Some questions never die. One of them is, “Who’s a Jew? What’s a Jew?” Related to that is, “Are the Jews a race?” The question has been revived by Whoopi Goldberg, controversially.
I have a memory. It’s 1986, and I’m watching C-SPAN, as one did. Reagan has nominated Associate Justice William Rehnquist to be chief justice. But Rehnquist has a problem: He owns a property with a “restrictive covenant,” barring the sale of the property to “any member of the Hebrew race.”
At this moment, I learned what a “restrictive covenant” was.
In the Senate hearings, Howard Metzenbaum is grilling Rehnquist. He reads the restrictive covenant and remarks, “No such thing as a Hebrew race. It’s a Hebrew religion.” Yes. And no? Consider that Israel is one of the least religious nations on earth.
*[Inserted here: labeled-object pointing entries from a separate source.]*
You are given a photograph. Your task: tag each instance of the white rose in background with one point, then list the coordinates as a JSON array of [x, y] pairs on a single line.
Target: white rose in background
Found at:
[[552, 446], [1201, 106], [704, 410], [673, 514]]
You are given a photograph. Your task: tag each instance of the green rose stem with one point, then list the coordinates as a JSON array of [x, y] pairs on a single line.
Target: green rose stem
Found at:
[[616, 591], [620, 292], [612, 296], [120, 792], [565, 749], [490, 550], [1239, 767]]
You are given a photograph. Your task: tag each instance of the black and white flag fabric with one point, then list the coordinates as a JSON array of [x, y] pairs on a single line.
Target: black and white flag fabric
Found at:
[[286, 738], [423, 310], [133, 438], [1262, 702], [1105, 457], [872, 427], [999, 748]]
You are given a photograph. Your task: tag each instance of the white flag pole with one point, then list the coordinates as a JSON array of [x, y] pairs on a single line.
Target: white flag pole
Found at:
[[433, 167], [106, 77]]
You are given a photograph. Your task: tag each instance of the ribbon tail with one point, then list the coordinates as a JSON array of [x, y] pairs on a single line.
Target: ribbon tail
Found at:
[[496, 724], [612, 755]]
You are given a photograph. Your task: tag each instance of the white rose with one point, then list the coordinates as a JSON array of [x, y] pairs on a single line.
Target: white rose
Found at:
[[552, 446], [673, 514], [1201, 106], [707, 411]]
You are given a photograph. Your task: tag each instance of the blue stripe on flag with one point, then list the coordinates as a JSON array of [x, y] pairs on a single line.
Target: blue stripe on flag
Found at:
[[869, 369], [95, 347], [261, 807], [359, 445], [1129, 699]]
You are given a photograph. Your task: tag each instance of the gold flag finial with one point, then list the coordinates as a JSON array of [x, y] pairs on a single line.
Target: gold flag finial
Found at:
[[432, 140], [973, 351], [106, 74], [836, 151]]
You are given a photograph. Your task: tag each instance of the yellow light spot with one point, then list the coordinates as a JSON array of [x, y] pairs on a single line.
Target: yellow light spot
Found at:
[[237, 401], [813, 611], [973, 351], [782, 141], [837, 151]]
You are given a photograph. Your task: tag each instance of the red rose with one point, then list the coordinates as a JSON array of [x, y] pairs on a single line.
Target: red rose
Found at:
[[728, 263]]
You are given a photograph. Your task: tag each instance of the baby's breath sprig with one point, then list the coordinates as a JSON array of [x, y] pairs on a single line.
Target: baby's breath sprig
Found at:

Always has been, since its refounding in 1948. But it is a Jewish state, no doubt.
Toward the end of her career, Gertrude Himmelfarb published a sparkling, learned little volume: The People of the Book: Philosemitism in England, from Cromwell to Churchill. I wrote a three-part series on it, in 2012. Let me quote from the final part:
In reading Himmelfarb’s book, you see the word “race” a lot: “the Jewish race,” “the race of Englishmen,” and so on. In her epilogue, the author writes, “That word is anathema today.” Yet in former times, “it was meant as a tribute, denoting a people with an ancient lineage, a spiritual blood-line, as it were.”
From there, I give my hoary — now hoarier — memory of Metzenbaum and Rehnquist. I then write that all this is “too big a subject for a breezy lil’ column” like mine. Yes. And it is definitely too big for a breezy lil’ blogpost. But I can say this, for sure: Everything about race is controversial, including the word itself.